The Australian Criminal Intelligence Commission (ACIC) uses its capabilities to make Australia hostile to criminal exploitation. We illuminate the criminal environment and support partners to apply maximum pressure on the most significant transnational serious organised crime threats we face.
ACIC’s unique coercive powers, including the power to conduct examination of witnesses, are at the centre of our agency’s operational effort and set us apart from traditional police services. Our coercive powers enable us to collect intelligence and generate insights into the criminal environment.
The ACIC currently has one full-time examiner and 2 part-time examiners, based in Sydney and Adelaide, all of whom have extensive experience in the legal profession. The Australian Government has appointed 3 new full‑time Examiners to Brisbane, Melbourne and Perth to join the existing Examiners at the ACIC and to ensure national coverage, enhancing our coercive powers capability.
With the increased national reach and range of specialised skills sets bolstered by additional Examiners, our agency is able to continue increasing the pressure on criminal networks.
Just like criminals seek to exploit vulnerabilities and perceived gaps in law enforcement, these additional Examiners enhance our ability to exploit vulnerabilities in serious and organised crime networks.
Our coercive examination program is supported and informed by our intelligence operations including technical intelligence, human intelligence and data analytics capabilities. From these 4 pillars of core collection capability we create strategic assessments, operational insights and disruption impacts. This leads to an enhanced picture of serious and organised crime, and identifies vulnerabilities for policy, legislative and regulatory reform.
Coercive powers are one of the tools we use to exert maximum pressure on all levels of the criminal enterprise, which have proved highly resilient to traditional law enforcement methods. The ongoing appropriate use of our agency’s powers provides a mechanism for law enforcement agencies to optimise disruption of the entities on our Australian Priority Organisation Target (APOT) list. The APOT list currently has 17 entities of which 16 are located offshore. It includes individuals as well as domestic threat and high-risk organisations, a financial facilitator network and one cybercrime network.
The ACIC takes contempt of its coercive powers seriously and we will not hesitate to seek prosecution of persons summonsed under the Australian Crime Commission Act 2002 (Cth) who fail to answer questions or provide misleading or false evidence. The ACIC is currently pursuing a contempt matter in the Federal Court of Australia in relation to a person’s failure to answer questions which an examiner required him to answer.
On 5 February 2021, EVA20 (Court appointed pseudonym) pleaded guilty to 6 charges of contempt of the ACIC. On 6 May 2021, EVA20 was sentenced to imprisonment until further order of the Court. In the event that EVA20 purges his contempt there will be the opportunity for the continuation of his imprisonment to be reviewed. He has not purged his contempt.

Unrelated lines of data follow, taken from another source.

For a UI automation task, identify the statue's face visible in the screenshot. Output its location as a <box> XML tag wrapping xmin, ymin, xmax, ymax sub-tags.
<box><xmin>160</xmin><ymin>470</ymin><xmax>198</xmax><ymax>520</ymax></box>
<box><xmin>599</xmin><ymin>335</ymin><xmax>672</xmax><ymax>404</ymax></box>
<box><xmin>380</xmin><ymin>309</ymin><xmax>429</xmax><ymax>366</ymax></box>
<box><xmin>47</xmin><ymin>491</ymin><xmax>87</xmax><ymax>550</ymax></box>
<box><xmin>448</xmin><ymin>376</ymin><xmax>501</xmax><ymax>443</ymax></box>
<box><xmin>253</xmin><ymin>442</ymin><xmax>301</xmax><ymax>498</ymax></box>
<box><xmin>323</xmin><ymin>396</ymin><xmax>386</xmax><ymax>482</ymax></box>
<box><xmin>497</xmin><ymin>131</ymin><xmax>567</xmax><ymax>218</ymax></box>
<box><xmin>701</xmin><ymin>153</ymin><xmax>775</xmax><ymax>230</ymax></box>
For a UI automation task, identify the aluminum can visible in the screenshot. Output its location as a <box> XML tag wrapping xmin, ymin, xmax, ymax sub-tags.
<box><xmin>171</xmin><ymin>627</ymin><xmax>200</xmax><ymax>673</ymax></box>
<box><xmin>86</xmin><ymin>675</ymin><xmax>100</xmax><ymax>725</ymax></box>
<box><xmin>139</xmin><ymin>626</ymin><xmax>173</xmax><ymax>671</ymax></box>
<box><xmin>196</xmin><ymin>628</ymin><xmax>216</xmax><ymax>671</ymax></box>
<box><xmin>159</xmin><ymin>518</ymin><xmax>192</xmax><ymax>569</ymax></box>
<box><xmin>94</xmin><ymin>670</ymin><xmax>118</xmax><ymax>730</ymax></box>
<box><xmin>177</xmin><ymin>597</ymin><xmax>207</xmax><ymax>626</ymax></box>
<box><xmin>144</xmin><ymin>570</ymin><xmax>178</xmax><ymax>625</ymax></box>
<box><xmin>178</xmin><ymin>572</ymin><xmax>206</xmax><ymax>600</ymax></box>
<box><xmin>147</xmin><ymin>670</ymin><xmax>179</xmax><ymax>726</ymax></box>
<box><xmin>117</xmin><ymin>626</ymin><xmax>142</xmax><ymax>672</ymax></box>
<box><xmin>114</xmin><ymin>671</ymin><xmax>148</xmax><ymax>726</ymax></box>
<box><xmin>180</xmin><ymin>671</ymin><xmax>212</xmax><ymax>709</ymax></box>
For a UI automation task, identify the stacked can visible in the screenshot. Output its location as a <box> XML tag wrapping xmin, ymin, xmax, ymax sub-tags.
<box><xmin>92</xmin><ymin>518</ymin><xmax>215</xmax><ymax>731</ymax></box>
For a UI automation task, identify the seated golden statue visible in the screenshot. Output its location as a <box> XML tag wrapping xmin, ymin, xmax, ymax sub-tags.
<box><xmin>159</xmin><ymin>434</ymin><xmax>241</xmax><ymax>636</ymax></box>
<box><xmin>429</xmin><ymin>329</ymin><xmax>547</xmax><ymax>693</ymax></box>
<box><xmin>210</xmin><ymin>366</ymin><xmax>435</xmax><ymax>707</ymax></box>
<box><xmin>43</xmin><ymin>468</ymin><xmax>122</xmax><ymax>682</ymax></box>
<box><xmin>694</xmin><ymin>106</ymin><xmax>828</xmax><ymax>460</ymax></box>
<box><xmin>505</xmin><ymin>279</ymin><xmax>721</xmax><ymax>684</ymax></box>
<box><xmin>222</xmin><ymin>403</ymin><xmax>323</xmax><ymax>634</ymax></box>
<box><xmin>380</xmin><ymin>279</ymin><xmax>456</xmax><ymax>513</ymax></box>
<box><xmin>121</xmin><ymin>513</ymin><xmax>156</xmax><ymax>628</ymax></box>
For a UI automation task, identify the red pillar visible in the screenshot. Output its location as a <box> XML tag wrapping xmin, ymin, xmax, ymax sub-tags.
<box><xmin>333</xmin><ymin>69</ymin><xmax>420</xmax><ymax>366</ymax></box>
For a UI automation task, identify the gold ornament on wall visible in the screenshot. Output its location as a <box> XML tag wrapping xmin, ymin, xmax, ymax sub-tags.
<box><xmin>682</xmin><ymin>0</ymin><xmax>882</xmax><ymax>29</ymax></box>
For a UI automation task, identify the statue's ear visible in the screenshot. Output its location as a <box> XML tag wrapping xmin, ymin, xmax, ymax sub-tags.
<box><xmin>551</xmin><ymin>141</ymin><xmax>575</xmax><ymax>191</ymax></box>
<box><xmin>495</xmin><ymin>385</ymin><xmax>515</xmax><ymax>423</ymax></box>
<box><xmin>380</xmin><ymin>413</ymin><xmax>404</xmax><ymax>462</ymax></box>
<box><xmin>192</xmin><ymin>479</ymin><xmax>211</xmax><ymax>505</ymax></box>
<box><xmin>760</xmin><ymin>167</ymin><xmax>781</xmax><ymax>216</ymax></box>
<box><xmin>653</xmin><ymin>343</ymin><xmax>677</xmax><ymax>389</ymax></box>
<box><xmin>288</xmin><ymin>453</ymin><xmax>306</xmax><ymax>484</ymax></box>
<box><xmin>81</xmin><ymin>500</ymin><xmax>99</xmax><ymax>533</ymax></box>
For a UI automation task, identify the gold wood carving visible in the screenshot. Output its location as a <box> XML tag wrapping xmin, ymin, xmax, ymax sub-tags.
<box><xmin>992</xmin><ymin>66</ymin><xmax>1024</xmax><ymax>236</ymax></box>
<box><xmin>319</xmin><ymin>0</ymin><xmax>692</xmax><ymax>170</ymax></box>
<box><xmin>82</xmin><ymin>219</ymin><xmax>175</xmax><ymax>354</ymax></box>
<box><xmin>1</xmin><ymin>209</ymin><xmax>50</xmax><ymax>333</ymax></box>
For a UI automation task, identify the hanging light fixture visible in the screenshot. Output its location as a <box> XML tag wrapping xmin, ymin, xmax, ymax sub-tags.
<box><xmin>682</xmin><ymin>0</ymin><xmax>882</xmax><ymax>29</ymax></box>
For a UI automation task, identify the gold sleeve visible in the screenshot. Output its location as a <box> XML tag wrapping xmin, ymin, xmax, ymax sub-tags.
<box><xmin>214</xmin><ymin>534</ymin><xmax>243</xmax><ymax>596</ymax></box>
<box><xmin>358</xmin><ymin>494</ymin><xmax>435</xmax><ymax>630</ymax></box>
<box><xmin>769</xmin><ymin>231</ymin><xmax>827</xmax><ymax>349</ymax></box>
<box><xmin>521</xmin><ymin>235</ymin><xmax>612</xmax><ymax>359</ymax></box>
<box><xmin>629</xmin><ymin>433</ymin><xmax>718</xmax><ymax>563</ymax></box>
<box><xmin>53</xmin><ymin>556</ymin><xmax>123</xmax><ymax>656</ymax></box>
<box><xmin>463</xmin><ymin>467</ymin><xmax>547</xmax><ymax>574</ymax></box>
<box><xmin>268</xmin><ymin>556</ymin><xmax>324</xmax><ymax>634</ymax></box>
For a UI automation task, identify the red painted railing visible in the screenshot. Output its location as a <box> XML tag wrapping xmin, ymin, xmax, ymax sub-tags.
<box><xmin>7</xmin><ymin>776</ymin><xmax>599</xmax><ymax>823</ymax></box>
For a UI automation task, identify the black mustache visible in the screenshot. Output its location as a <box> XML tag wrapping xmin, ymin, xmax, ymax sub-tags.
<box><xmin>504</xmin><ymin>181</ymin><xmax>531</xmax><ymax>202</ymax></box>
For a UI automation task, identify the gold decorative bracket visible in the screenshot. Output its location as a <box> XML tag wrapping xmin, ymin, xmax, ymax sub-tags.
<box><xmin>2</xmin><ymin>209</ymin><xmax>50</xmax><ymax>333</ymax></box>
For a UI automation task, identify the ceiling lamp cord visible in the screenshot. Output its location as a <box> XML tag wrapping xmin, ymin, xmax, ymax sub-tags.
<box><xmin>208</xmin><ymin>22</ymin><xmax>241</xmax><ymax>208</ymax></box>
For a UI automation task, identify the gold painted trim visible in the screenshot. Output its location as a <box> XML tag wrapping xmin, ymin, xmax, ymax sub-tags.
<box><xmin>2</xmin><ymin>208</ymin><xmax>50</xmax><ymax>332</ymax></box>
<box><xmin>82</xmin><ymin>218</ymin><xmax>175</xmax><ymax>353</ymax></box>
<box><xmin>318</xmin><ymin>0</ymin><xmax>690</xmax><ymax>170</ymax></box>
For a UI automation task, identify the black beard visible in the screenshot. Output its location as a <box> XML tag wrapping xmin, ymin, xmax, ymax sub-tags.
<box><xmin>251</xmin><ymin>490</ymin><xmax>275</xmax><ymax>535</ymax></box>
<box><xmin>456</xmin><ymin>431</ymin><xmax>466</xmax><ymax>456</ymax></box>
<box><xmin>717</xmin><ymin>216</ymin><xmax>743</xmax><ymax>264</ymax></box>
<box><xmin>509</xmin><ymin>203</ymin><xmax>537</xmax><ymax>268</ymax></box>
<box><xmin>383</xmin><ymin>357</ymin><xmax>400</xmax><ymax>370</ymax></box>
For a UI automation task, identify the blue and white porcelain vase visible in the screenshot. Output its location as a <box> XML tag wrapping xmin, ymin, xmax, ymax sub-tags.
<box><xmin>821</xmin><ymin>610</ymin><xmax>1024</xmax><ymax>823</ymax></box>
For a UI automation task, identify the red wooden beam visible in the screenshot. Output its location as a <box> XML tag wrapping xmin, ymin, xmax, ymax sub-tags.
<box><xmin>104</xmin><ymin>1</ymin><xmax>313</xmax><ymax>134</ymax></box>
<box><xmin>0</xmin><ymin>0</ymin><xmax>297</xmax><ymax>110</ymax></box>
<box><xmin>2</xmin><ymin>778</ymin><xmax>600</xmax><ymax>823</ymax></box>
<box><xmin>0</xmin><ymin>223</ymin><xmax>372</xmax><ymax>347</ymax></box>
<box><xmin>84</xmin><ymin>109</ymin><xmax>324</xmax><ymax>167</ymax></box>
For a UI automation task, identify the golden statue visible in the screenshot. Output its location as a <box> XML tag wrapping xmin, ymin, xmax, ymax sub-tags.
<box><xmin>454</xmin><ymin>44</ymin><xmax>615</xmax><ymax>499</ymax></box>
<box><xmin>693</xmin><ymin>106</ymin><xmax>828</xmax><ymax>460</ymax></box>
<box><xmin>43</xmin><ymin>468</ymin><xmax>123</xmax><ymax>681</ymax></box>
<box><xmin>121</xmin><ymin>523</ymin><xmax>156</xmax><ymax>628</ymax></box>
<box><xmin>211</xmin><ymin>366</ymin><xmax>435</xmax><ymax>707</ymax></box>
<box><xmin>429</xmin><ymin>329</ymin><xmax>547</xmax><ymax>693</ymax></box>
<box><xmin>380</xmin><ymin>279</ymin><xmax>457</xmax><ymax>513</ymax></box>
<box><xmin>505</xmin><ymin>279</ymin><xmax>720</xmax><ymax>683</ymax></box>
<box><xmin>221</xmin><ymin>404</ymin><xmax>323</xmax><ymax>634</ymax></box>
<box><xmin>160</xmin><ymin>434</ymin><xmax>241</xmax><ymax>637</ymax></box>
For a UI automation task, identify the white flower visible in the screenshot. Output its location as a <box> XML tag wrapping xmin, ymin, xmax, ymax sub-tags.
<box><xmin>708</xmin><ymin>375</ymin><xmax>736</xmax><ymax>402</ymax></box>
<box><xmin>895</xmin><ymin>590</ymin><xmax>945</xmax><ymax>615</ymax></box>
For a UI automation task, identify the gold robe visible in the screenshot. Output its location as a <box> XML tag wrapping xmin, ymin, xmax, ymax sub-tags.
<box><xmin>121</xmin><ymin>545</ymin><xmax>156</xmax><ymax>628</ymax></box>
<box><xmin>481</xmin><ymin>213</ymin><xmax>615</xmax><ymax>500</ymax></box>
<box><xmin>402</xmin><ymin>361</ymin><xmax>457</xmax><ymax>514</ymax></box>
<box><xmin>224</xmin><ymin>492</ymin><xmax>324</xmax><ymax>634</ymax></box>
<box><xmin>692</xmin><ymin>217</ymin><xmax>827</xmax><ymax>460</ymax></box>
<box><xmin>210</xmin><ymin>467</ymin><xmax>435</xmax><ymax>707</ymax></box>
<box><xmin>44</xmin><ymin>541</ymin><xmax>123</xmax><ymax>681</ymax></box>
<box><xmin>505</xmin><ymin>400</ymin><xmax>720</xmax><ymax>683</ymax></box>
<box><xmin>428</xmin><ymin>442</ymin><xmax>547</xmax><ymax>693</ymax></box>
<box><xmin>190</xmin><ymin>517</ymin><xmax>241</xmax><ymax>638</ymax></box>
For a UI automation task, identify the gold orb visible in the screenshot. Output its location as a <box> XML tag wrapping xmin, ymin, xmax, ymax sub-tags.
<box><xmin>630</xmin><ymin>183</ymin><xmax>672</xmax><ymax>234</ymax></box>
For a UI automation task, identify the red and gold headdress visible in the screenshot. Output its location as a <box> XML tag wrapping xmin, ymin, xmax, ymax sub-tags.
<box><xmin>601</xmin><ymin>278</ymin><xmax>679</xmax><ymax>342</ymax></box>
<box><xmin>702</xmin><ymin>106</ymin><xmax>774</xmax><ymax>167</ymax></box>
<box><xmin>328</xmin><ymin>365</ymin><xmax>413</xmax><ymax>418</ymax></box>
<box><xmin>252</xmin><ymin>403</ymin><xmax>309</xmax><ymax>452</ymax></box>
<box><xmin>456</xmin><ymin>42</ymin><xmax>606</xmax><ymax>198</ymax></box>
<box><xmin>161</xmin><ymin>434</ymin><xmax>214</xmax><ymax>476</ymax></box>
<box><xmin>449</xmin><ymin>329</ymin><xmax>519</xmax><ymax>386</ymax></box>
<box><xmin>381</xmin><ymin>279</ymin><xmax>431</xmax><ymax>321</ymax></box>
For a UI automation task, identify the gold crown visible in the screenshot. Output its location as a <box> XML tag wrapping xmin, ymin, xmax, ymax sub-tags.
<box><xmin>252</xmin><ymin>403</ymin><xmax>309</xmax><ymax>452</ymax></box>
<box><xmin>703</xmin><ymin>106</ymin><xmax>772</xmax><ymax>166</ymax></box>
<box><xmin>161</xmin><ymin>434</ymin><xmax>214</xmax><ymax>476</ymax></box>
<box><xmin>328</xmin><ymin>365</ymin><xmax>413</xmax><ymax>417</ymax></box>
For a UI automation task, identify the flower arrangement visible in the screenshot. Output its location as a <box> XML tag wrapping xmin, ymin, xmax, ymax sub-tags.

On 3 December 2020, CRA20 (Court appointed pseudonym) was found guilty of contempt of the ACIC in the Federal Court of Australia as he refused to answer 14 questions which an Examiner required him to answer. He was sentenced and served an 8-month term of imprisonment. On 22 November 2019, the Federal Court sentenced BYF19 (Court appointed pseudonym) to 8 months imprisonment, to be released after serving 4 months, the remainder of the sentence to be suspended on the basis that the respondent be of good behaviour for a period of 2 years.
On 19 October 2018, DHK18 (Court appointed pseudonym) was sentenced in the Federal Court to an indefinite period of imprisonment. On 25 July 2019, DHK18 appeared before an examiner and purged his contempt. On 16 August 2019, the Federal Court handed down its decision regarding DKH18’s application to review the continuance of the indefinite sentence imposed and ordered that DKH18 be released from custody. At the time of his release, DKH18 had served approximately 10 months in custody.